Ingredients:
- 1 cup (200g) long-grain white rice
- 2 cups (480ml) vegetable or chicken broth
- 1 tablespoon (15ml) olive oil
- 1 teaspoon (5g) salt
- 2 medium onions, thinly sliced
- 1 tablespoon (15g) unsalted butter
- 2 cups (200g) shredded cheese (cheddar, mozzarella, or a blend)
- 1 teaspoon (5g) garlic powder
- 1/4 teaspoon (1g) black pepper
- 1/2 teaspoon (2g) dried thyme or parsley (optional)
- 1/4 cup (30g) grated Parmesan cheese (optional)
Instructions:
- Rinse the rice under cold water until the water runs clear. Drain. In a medium saucepan, heat olive oil over medium heat. Add rice and sauté for 2 minutes. Add broth and salt, bring to a boil, then reduce heat and simmer covered for 15 minutes until liquid is absorbed. Remove from heat.
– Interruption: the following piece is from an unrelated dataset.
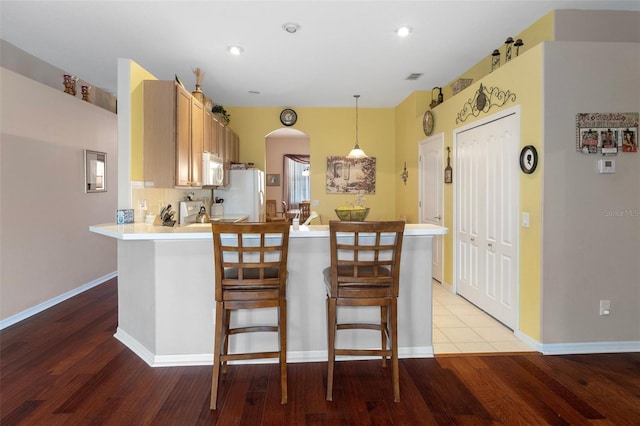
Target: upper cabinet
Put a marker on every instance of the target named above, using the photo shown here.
(174, 136)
- In a sauté pan, melt butter over medium heat. Add sliced onions, sprinkle with salt, and sauté for 15-20 minutes until caramelized and golden brown. Stir occasionally to prevent burning. Add garlic powder and black pepper during the last 5 minutes of cooking.
- Preheat the oven to 375°F (190°C). In the baking dish, combine the cooked rice, sautéed onions, and 1 1/2 cups of shredded cheese. Mix well.
- Spread the mixture evenly in the baking dish. Top with remaining cheese and optional Parmesan. Bake for 20 minutes or until the cheese is bubbly and golden brown.
- Let cool for 5 minutes before serving. Enjoy your baked rice with onions and cheese delight!